The number of subscribers is set to hit 8.7 million in 2009 - up from 658,000 now - giving operators almost 9.5% of the pay-TV market, Screen Digest said.

The leading enthusiasts in Europe are currently viewers in France and Italy.

But the services have taken longer to catch on in the UK, amid competition from satellite and cable firms.

The report into IPTV (internet protocol TV) looked at standard broadcasts and on-demand programming delivered via broadband on normal telephone lines to TV screens.

Staying competitive

Europe's telecoms firms are looking to both IPTV and broadband to offset falling income from their traditional fixed-line business - offering a so-called "triple-play" service.
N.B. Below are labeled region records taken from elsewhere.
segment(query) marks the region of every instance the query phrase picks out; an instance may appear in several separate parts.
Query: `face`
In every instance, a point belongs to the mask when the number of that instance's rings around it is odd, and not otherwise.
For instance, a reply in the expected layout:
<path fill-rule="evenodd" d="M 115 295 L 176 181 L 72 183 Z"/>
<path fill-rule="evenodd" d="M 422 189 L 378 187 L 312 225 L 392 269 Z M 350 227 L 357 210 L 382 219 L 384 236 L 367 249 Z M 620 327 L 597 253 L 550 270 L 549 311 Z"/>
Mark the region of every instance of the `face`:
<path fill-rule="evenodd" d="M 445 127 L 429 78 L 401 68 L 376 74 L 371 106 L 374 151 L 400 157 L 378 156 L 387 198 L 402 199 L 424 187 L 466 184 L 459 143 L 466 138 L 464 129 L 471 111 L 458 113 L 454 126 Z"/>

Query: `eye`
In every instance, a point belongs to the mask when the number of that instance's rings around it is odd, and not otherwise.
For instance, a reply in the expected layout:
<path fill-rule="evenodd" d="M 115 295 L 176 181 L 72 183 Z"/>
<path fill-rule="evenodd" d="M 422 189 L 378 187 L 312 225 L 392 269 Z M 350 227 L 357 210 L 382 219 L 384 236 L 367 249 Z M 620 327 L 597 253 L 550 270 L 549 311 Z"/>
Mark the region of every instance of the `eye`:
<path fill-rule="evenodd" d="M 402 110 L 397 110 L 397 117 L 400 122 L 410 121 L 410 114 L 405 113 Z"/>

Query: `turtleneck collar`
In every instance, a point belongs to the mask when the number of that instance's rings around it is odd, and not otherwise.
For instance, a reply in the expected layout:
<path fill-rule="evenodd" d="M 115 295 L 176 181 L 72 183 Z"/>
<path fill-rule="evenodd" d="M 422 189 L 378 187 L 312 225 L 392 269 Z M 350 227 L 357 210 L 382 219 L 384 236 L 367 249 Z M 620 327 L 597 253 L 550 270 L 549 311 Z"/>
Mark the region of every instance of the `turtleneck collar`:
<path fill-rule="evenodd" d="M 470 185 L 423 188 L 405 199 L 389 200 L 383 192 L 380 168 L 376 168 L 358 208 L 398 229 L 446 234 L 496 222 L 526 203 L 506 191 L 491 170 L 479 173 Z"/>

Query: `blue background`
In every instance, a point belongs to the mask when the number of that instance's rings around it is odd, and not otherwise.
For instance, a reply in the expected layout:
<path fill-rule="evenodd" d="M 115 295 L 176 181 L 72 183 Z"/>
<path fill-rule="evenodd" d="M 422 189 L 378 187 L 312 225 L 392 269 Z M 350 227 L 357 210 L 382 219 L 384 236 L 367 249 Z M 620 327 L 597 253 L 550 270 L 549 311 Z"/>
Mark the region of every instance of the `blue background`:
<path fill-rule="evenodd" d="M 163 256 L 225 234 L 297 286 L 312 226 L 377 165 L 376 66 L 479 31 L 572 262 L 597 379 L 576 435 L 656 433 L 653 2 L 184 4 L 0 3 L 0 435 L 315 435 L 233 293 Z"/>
Competitively priced triple-play offers that includes true video-on-demand will prove a winning formula
David Schmitt, Screen Digest

The Screen Digest research suggests IPTV is set to pose a significant challenge to established cable and satellite operators, although they too are starting to invest in the area.

The impact of IPTV is predicted to be strongest in France, Italy and Spain where operators would have between a 16% and 20% share of the pay-TV market by 2009.

UK services

London-based Homechoice, which has announced plans to expand beyond the capital, is the UK's leading IPTV service provider.

The market is set to get more crowded next year with new services from BT and other broadband providers.

About 7.5% of pay-TV viewers in the UK could be using IPTV in four years, Screen Digest said.

"Although some technical and content issues have yet to be resolved, the combination of compelling, competitively priced triple-play offers that include true video-on-demand will prove a winning formula," said report author David Schmitt.

"Many traditional pay television providers are finding that they too must adopt IPTV technologies in order to remain competitive."